“Jihan, diminum itu susunya nanti keburu dingin loh.”
“Bukankah itu susu buat Mas?” tanya Jihan heran.
“Itu susu ibu hamil buat kamu. Diminum ya supaya kamu tidak lemas lagi dan sehat.”
“Makasih Mas.”
Kemudian Jihan meneguk susu yang ada di gelas kaca itu. Tapi baru satu tegukkan Jihan merasa mual dan akan muntah sehingga dia menutup hidung dan mulutnya. Melihat hal itu Rehan langsung heran.
“Kamu kenapa Jihan?” tanya Rehan sambil merangkul pundak Jihan dari belakang.
“Jihan nggak apa-apa Mas. Jihan hanya nggak suka susu, makanya mencium baunya yang amis Jihan mau muntah,” jelas Jihan.

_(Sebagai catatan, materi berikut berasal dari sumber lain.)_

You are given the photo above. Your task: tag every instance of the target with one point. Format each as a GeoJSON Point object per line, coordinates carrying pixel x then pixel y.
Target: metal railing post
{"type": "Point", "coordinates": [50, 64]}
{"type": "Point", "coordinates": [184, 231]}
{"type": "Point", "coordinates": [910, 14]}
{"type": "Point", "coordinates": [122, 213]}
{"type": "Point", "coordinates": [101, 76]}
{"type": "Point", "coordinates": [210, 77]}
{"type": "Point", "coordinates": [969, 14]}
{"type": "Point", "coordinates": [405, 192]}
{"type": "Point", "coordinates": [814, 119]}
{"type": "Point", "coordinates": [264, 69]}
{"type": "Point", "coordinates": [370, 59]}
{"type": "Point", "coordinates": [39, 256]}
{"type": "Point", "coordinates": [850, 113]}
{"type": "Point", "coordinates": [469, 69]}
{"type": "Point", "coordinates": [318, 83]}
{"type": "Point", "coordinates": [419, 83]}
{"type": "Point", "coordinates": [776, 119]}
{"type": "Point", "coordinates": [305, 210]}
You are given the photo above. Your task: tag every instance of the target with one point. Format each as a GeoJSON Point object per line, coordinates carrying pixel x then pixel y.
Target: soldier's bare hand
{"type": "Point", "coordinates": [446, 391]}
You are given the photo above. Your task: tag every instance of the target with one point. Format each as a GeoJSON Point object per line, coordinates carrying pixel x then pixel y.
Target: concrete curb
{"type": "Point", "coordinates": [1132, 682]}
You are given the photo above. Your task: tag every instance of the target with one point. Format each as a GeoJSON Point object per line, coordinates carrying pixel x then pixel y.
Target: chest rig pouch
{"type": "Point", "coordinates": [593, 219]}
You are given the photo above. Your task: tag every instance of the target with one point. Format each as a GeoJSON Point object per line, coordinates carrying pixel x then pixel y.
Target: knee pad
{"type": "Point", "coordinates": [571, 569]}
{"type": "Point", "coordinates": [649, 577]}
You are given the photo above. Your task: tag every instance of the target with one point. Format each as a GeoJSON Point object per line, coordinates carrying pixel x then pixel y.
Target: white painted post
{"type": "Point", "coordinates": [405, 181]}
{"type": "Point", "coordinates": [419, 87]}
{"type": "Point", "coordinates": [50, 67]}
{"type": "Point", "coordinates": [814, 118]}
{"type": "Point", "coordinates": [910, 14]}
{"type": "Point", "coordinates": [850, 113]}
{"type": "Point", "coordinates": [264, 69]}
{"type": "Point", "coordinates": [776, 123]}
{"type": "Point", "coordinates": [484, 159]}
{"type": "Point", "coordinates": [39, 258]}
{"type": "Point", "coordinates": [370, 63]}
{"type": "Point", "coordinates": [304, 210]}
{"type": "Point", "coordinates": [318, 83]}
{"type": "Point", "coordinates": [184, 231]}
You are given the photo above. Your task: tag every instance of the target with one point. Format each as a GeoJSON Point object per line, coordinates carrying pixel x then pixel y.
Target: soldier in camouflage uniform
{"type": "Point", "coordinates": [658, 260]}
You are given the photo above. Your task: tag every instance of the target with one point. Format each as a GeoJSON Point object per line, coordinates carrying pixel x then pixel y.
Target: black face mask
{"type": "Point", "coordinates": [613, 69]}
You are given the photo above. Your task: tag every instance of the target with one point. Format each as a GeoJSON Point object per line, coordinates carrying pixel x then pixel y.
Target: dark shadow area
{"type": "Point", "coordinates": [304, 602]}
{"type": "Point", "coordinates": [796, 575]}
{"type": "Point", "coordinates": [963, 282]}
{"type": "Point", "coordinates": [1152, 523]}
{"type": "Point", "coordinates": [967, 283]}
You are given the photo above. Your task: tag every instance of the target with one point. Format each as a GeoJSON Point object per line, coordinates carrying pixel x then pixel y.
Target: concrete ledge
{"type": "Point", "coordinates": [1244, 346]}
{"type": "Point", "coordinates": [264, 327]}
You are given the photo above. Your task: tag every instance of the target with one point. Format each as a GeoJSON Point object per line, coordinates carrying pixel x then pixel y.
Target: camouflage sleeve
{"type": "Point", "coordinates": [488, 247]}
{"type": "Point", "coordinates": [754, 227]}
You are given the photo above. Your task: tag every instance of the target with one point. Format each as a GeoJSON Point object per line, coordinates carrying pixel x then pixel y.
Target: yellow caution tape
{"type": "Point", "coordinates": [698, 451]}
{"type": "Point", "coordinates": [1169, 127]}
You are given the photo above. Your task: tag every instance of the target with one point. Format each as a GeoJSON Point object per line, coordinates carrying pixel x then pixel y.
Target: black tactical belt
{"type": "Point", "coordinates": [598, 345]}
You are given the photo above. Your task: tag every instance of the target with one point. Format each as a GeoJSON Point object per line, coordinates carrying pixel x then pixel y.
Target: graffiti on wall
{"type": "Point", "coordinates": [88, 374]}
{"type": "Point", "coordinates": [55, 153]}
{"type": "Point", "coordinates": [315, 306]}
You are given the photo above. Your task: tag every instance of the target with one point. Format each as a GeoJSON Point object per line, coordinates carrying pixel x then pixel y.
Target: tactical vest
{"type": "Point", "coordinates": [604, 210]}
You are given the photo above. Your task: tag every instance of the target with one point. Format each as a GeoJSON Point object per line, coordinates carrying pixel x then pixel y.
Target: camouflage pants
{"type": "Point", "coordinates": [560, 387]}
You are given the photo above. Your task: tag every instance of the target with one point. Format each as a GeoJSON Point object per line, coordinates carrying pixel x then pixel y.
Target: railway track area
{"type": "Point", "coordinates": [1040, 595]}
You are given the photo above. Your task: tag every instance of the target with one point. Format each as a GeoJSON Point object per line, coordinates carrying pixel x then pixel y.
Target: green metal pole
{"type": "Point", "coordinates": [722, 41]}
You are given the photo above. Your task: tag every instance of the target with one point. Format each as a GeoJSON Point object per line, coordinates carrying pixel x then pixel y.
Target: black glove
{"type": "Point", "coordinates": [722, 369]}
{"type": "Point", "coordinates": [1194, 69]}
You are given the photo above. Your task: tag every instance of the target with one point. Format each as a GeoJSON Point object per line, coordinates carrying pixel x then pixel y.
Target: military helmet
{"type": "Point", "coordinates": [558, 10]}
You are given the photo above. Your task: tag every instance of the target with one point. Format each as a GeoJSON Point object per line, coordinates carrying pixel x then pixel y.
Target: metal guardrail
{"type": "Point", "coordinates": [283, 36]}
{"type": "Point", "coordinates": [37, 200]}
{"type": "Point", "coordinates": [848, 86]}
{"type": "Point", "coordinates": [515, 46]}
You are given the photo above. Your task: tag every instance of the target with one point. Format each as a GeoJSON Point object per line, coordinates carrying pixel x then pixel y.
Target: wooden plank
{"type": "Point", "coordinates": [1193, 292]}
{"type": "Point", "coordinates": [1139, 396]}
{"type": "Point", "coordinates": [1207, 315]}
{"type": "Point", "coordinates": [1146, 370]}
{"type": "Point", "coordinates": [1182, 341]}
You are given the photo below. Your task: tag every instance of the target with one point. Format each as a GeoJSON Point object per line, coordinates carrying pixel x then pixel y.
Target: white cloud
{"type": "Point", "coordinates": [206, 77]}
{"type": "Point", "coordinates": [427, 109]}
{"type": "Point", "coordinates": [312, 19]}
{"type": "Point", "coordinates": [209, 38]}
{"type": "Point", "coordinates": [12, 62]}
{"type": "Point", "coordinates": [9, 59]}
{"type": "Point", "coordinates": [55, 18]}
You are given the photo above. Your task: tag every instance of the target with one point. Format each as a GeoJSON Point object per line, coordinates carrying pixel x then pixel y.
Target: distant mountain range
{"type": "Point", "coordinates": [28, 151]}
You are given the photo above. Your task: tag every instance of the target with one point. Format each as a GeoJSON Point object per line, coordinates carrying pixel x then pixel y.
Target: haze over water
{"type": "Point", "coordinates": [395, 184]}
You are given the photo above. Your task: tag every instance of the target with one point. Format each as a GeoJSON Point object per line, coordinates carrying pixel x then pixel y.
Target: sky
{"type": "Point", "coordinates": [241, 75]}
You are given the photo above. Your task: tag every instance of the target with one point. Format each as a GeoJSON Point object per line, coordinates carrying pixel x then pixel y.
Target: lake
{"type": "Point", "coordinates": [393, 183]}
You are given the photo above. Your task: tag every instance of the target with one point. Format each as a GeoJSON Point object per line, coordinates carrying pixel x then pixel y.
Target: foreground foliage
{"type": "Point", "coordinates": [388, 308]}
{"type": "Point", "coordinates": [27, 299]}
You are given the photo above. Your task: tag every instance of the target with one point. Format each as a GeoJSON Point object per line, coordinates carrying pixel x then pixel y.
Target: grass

Kemudian Rehan yang merasa tidak percaya mengambil gelas itu dari tangan Jihan dan langsung menciumnya.
Tapi saat dia mencium susu itu sedikit pun dia tidak merasakan bau amis.
“Tapi nggak amisnya Jihan...” ucap Rehan melihat kearah Jihan.
“Entahlah Mas, mungkin karena Jihan tidak suka susu.”
“Mungkin juga. Makanya saat meminum, tutup hidung kamu jadi aroma dari susu itu tidak tercium.”
Kemudian Rehan mengambil gelas susu yang ada di tangan Jihan dan berusaha untuk membantu Jihan minum susu.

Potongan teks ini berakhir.